Now you are saying. Well who is Guy Fawkes? Guy Fawkes was a man born in 1504 in England. When he was a young boy his father died. After several years his mother remarried a Catholic man. This marriage changed his life, and could have even changed history. Guy was sent to Catholic school, and when he graduated he became a soldier, fighting in the 80 years war and other wars. He had left England for a while, and when he returned he met up with Robert Catsby who was plotting to assassinate the King. The king, King James I was a Protestant ruler, instead of Catholic, like his predecessors. Their goal was to eliminate the king, and have his daughter, who was Catholic, reign.
They had assembled a stockpile of gun powder and placed it under the House of Lords. There was a pile of wood beside the gunpowder, and it was Guy's job to guard it during the night, and then ignite it the next day not only killing the king and queen, but blowing up the House of Lords and all its members.
Before the plot, known as the Gunpowder Plot, was discovered, and Guy Fawkes along with his co-conspirators were captured before completing the deadly deed. He was to be hung drawn and quartered, the punishment at the time for treason where the criminal was hanged until almost dead, then sliced down the center having their entrails removed, then beheaded and removing all limbs and displaying them to deter others from acts of treason. However, as he was climbing the steps to the gallows, he jumped off the scaffold, breaking his neck and thus saving him from the disembowelment.

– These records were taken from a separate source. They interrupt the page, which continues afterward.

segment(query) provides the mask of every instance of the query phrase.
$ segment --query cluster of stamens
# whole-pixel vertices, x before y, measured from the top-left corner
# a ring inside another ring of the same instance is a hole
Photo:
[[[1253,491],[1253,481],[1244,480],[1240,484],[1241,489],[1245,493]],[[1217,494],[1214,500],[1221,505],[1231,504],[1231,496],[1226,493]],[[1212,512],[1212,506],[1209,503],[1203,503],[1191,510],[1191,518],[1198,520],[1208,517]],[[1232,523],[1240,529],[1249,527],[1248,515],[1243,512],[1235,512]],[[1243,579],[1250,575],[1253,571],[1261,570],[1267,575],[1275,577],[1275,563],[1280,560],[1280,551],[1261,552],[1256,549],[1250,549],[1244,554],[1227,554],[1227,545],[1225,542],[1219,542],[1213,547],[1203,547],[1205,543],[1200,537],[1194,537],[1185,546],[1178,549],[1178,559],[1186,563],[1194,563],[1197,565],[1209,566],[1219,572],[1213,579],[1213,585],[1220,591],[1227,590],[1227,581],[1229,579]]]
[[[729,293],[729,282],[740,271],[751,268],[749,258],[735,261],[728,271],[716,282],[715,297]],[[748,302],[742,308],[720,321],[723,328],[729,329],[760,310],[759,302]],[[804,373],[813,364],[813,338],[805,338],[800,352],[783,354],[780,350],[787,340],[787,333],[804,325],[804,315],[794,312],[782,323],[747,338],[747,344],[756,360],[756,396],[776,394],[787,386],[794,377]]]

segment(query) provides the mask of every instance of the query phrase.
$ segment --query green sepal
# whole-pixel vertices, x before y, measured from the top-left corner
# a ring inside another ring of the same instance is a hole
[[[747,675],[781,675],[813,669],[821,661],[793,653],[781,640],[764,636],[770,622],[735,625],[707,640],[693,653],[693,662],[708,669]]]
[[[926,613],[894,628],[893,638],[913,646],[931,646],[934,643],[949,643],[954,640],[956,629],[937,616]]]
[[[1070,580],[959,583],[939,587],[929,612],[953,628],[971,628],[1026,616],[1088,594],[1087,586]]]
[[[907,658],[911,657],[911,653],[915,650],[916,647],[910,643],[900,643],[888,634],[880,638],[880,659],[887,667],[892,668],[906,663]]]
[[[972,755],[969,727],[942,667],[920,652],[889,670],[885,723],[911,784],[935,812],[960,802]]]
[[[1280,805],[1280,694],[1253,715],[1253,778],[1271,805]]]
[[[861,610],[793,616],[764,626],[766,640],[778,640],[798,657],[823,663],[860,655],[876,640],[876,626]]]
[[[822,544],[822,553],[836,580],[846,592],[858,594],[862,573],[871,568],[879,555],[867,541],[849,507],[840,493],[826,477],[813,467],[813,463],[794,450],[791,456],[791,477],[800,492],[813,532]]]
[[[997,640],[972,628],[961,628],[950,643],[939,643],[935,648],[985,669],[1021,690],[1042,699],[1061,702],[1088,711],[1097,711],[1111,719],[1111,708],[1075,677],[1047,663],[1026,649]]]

Guy Fawkes became synonymous with the Gunpowder Plot, the failure of which has been commemorated in England since 5 November 1605. His effigy is often burned on a bonfire, commonly accompanied by a firework display, and King James I was saved, and went on later to sponsor the King James Version of the Bible.
Today is Guy Fawkes Day, it is only celebrated in England. They celebrate the capture of Guy Fawkes by burning his likeness in bon fires and having firework displays.